A shiny black van pulls up, wheels skidding on gravel. Five, maybe six men step out all at once. They wear black t-shirts and army fatigues. Their heads are shaved, slick with sweat in the afternoon sun. Their arms are huge, squeezed into those shirts a few sizes too small. All at once they circle a fruit stand by the road. It is made of plywood, held together with a few screws. One good sneeze could level it. Rows of torpedo shaped melons sit on bulging shelves, below them a cage full of watermelons. The men yank smartphones from their pockets, taking pictures, making calls. I assume they are some covert team that extorts vendors, either sending them home and destroying the fruit or worse. I somehow expect the man does not have a permit and the right papers to sell anything. In Russia, you need permission to do just about anything. There are no five year olds with lemonade stands here. 

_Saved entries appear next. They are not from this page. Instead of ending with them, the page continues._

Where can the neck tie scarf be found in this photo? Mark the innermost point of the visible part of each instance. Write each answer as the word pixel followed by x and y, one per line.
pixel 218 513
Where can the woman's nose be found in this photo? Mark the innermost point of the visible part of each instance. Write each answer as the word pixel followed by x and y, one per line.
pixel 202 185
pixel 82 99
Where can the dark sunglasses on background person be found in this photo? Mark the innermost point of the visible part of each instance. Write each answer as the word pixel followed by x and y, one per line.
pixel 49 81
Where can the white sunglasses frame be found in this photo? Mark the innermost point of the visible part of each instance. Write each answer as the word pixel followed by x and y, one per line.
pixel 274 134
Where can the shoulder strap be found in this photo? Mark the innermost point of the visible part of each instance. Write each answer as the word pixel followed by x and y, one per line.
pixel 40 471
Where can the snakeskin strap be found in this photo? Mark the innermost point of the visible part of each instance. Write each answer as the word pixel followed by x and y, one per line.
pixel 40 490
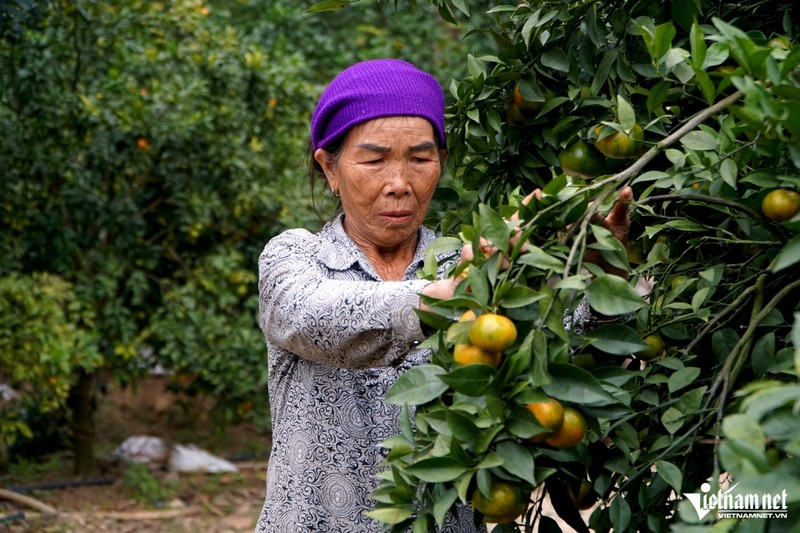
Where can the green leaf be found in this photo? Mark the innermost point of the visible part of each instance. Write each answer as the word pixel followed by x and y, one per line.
pixel 520 296
pixel 657 95
pixel 493 227
pixel 391 515
pixel 795 335
pixel 417 386
pixel 443 504
pixel 788 256
pixel 699 140
pixel 576 386
pixel 616 339
pixel 662 40
pixel 437 469
pixel 698 46
pixel 556 59
pixel 620 514
pixel 671 474
pixel 461 427
pixel 612 295
pixel 329 5
pixel 538 258
pixel 471 380
pixel 625 113
pixel 672 420
pixel 683 377
pixel 517 460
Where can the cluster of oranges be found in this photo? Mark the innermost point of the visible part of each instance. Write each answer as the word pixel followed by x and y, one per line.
pixel 489 336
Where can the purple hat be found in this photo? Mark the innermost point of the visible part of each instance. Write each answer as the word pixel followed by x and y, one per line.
pixel 373 89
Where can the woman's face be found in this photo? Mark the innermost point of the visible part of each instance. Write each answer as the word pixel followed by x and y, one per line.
pixel 386 174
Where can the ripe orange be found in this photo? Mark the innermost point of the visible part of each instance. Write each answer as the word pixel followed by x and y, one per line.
pixel 468 354
pixel 619 145
pixel 780 204
pixel 571 432
pixel 492 332
pixel 581 160
pixel 550 414
pixel 655 347
pixel 503 505
pixel 468 315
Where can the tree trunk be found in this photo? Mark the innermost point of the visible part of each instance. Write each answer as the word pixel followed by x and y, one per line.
pixel 82 403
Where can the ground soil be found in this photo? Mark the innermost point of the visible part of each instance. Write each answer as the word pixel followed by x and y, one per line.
pixel 125 499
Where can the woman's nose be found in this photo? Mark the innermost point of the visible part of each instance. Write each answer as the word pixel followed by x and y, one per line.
pixel 397 182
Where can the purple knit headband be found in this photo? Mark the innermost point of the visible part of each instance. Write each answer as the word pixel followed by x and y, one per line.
pixel 373 89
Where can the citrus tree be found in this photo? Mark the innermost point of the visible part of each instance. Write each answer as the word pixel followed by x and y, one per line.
pixel 150 151
pixel 146 162
pixel 640 369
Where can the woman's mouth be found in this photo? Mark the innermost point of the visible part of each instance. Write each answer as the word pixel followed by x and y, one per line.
pixel 397 217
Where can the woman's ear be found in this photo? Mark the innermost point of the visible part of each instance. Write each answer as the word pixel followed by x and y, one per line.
pixel 325 160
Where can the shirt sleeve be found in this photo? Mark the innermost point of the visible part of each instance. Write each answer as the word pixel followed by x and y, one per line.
pixel 343 323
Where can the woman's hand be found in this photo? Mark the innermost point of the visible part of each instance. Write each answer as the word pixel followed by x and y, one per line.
pixel 618 222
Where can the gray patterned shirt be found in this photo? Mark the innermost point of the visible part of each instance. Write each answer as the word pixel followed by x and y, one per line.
pixel 337 337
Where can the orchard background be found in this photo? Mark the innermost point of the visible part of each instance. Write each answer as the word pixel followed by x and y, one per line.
pixel 152 148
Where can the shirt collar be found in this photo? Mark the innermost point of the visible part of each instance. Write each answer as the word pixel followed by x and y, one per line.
pixel 339 252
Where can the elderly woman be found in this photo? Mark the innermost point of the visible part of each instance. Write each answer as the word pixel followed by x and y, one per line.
pixel 338 307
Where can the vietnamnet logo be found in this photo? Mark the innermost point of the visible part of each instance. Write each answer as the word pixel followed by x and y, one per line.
pixel 730 504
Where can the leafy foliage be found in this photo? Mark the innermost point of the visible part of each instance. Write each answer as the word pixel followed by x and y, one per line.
pixel 153 148
pixel 45 334
pixel 714 88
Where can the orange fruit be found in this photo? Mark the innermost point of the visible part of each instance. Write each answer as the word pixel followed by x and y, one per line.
pixel 503 504
pixel 492 332
pixel 780 204
pixel 581 160
pixel 468 354
pixel 550 414
pixel 655 347
pixel 619 145
pixel 571 432
pixel 530 99
pixel 468 315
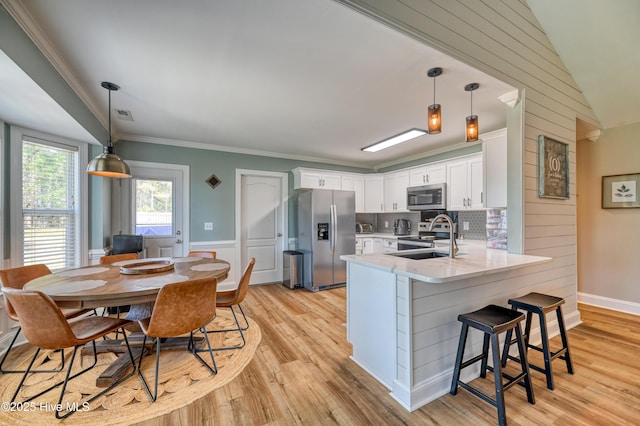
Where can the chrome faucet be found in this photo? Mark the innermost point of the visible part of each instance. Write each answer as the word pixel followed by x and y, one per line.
pixel 453 246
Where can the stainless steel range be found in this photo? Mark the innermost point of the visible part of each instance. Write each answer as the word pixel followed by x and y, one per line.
pixel 425 238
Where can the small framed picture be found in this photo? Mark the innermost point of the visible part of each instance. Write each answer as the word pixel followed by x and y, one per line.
pixel 553 168
pixel 620 191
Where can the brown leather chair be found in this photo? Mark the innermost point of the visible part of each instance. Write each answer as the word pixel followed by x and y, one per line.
pixel 117 258
pixel 45 327
pixel 203 254
pixel 229 299
pixel 17 278
pixel 180 308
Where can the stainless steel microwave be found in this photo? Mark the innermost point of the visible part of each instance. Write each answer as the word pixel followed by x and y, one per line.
pixel 427 197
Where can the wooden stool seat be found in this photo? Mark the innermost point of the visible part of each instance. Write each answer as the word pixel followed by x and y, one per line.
pixel 492 320
pixel 540 304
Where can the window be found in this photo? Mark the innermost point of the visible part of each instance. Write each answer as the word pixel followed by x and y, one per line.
pixel 154 207
pixel 48 220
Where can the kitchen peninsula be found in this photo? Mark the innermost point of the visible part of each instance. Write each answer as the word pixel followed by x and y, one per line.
pixel 402 313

I cross the street, distancing myself as I glimpse the men between the cars and trolley buses that pass between us. One of the men is holding up a giant watermelon, knocking his knuckles on it. I think he is about to throw it to the ground, or break it in half across his knee. I think the seller is deciding where to run, understanding there is nowhere he can go. Maybe just walk away, and pretend he was never there, just keep going until he gets to the river, jump in, swim across, pull himself to the next road and just keep going.